News & Commentary

March 23, 2022

Jason Vazquez

Jason Vazquez is a student at Harvard Law School.

Sean M. O’Brien was sworn in as the new General President of the International Brotherhood of Teamsters on Tuesday. Before ascending to the General Presidency, O’Brien had served as the President of Teamsters Union Local 25, located in Boston, for sixteen years. O’Brien campaigned for the General Presidency as a reform candidate, committed to a militant, adversarial, grass-roots approach, and his candidacy was endorsed by Teamsters for a Democratic Union.

Decisively defeating the candidate backed by outgoing President James P. Hoffa, O’Brien’s victory in November last year ended the Hoffa dynasty’s nearly four-decade reign over the Teamsters. O’Brien announced that his administration would usher in “a new day for the Teamsters Union,” in which the union will become “bigger, faster, [and] stronger.” CNN Business exclaimed yesterday that O’Brien “is poised to shake up the US economy in a way no one else has in recent memory.” Indeed, last month, O’Brien affirmed his commitment to organizing e-commerce conglomerate Amazon, and many have predicted that his administration will almost certainly launch a massive strike against the United Parcel Service (UPS) next year, when the Teamsters’ contract expires with the shipping firm, which is the nation’s largest unionized employer.

A new report published by Oxfam America on Monday investigated “the crisis of low wages in the United States” and found that more than 51.9 million workers in the American economy—nearly a third of the labor force—earn less than $15 an hour, including half of all working women of color and almost 60 percent of all single working parents. The vast majority of these workers are not teenagers—nearly 90 percent are 20 years of age or older. The report emphasizes the essential services that these low-income workers provide to our communities—“[t]hese are the workers who care for our loved ones, transport and harvest our food, stock our shelves, and deliver our packages,” and without them, “our economy grinds to a halt, as does the functioning of our society.” Kaitlyn Henderson, the author of the report, noted that this level of pay “is just not livable,” and that it can be difficult for these workers, those whose labor is critical to the daily operation of our society, to obtain basic necessities.

In addition, the Oxfam report includes interactive “low wage maps” that display wage information for all fifty states, plus the District of Columbia and Puerto Rico, broken down into race, age, parenthood, and gender. According to their data, Mississippi has the highest share of workers earning less than $15 an hour—more than 45 percent—while Alabama, Arkansas, South Carolina, Florida, Kentucky, and New Mexico also register above 40 percent of their workforce earning these povety wages. On the other hand, only 14.2 percent of workers in the state of Washington make less than $15 an hour, and the figure is also below 20 percent in California and Massachusetts. The report concludes by noting that millions of working people in the United States are “living in poverty and anxiety” and calling upon federal lawmakers to, as a starting point, raise the federal minimum hourly wage to $15 an hour for all workers across the country.

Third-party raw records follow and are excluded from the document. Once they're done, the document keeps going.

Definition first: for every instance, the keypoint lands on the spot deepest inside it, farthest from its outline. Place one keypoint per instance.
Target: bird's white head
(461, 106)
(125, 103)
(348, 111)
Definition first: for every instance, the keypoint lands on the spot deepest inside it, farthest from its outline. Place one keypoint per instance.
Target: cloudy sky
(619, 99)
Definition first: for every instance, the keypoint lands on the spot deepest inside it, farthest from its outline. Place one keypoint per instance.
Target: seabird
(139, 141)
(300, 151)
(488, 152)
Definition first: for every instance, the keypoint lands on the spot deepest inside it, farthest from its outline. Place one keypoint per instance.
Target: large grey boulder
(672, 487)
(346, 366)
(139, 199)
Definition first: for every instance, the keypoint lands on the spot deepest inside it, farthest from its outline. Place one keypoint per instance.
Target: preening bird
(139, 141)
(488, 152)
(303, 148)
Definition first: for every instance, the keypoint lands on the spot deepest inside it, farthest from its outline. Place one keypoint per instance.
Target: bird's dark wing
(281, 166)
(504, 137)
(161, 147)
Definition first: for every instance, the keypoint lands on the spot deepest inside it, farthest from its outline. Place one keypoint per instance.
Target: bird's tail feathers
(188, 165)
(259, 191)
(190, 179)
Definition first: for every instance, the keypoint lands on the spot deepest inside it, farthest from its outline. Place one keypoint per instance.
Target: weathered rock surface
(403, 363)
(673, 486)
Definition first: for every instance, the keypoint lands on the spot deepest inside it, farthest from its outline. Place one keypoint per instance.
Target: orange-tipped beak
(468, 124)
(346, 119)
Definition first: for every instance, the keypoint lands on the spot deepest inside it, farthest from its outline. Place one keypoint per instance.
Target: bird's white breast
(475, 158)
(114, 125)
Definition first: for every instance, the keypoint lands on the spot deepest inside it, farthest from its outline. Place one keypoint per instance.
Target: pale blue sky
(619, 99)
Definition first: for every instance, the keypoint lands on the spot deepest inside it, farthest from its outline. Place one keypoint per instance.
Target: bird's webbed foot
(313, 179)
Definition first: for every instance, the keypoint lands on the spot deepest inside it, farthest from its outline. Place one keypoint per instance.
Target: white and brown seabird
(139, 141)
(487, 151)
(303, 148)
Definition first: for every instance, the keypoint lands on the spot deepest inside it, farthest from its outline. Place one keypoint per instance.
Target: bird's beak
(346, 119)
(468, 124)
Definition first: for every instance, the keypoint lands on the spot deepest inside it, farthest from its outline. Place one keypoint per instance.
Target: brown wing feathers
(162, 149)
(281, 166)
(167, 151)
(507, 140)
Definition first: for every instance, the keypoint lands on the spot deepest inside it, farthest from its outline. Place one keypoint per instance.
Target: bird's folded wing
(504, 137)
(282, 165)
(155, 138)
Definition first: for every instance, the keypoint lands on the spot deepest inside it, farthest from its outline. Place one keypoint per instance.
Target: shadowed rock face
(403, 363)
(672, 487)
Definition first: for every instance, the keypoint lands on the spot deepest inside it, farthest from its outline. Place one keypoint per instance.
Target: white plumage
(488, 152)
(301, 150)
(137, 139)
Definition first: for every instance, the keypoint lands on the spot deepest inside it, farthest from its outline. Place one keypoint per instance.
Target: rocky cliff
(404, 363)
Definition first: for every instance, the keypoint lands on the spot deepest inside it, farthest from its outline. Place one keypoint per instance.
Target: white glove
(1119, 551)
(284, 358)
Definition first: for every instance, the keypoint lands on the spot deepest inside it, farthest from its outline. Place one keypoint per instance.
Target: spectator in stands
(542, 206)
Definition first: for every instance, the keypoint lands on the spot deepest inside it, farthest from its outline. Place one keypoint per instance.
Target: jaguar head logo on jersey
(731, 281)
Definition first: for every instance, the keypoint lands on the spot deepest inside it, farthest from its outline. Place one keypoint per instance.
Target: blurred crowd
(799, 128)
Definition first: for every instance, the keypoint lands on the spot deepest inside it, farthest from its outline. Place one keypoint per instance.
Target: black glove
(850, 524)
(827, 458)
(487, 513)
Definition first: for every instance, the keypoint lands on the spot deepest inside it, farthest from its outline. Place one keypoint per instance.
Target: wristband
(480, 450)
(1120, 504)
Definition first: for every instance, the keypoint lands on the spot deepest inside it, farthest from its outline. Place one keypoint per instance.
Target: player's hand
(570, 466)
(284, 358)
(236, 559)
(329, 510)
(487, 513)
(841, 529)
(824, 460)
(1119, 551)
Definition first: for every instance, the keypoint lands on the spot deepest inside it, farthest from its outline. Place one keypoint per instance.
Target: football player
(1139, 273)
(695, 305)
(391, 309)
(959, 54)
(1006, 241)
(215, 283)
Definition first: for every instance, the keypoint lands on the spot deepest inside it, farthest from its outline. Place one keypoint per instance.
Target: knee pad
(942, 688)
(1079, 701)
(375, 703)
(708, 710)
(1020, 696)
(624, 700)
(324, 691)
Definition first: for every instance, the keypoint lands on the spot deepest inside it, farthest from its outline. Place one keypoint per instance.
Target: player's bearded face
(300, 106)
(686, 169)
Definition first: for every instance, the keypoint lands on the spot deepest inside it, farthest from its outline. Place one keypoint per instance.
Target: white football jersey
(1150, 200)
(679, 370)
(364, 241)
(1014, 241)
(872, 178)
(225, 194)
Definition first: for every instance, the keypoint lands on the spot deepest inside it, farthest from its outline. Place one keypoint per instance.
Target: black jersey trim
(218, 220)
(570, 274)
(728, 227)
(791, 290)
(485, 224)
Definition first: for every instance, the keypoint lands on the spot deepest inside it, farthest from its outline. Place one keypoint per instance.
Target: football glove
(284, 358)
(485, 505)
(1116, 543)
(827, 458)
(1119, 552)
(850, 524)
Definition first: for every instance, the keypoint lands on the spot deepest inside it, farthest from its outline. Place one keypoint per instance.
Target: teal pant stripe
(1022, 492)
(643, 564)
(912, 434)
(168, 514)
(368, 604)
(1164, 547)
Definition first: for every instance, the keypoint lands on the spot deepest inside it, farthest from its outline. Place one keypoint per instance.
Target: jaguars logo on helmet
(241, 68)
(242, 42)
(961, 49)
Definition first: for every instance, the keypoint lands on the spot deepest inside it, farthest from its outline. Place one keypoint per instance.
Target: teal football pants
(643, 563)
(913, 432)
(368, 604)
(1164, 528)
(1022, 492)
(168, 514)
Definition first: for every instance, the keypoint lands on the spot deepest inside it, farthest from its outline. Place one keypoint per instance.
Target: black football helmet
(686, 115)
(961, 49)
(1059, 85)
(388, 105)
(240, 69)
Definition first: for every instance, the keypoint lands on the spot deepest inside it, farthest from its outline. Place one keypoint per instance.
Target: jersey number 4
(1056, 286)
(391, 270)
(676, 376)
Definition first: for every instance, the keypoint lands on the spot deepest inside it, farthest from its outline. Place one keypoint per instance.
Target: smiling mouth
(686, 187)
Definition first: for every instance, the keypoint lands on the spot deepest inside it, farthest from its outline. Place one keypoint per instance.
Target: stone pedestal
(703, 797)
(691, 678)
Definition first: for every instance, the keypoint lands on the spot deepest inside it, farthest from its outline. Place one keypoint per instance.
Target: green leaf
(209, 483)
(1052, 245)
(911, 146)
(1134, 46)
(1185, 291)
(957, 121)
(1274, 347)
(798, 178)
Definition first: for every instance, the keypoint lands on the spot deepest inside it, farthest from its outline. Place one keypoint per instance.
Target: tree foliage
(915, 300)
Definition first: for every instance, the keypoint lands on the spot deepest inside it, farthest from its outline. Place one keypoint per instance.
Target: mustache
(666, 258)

On Tuesday, the Democratic majority on the Labor and Public Employee Committee of the Connecticut General Assembly approved two bills, on a party-line vote, seeking to expand workers’ rights in the state, reporting them out of committee and sending them to the floors of both chambers of the state legislature.

The first, S.B. No. 317, would allow striking workers to collect unemployment benefits after two weeks off the job, or immediately once their employer engages in a lockout. As a note, the states finance and administer their own unemployment insurance programs, which must be approved by the Secretary of Labor (see 42 U.S.C. § 503), so, subject to some general federal requirements, a state may design its own eligibility scheme for unemployment benefits.

The second bill, S.B. No. 318, would forbid an employer to coerce employees into attending meetings about the employer’s views on “political or religious matters,” and, importantly, “political matters” is defined to include “the decision to join or support any . . . labor organization.” More specifically, then, the legislation would prohibit an employer from discharging an employee who refuses to attend a captive audience meeting, in which  a worker is forced to endure, at a mandatory company meeting during work hours, anti-union propaganda. It is unclear if such legislation could survive a preemption challenge under the National Labor Relations Act, which, as I detailed last month, have been permitted under NLRB precedent since 1953. The Connecticut AFL-CIO celebrated both measures, though Republican lawmakers and corporate interests in the state have sharply opposed the bills—the Connecticut Business & Industry Association, for example, charged that the bills would “stunt the state’s already weak economic growth.”

Finally, in the latest update on the “Starbucks unionization wildfire” blazing across the nation, the National Labor Relations Board announced yesterday that workers in the coffee giant’s hometown of Seattle have unanimously voted to join Starbucks Workers United, becoming the seventh store nationwide to unionize and the first on the West Coast.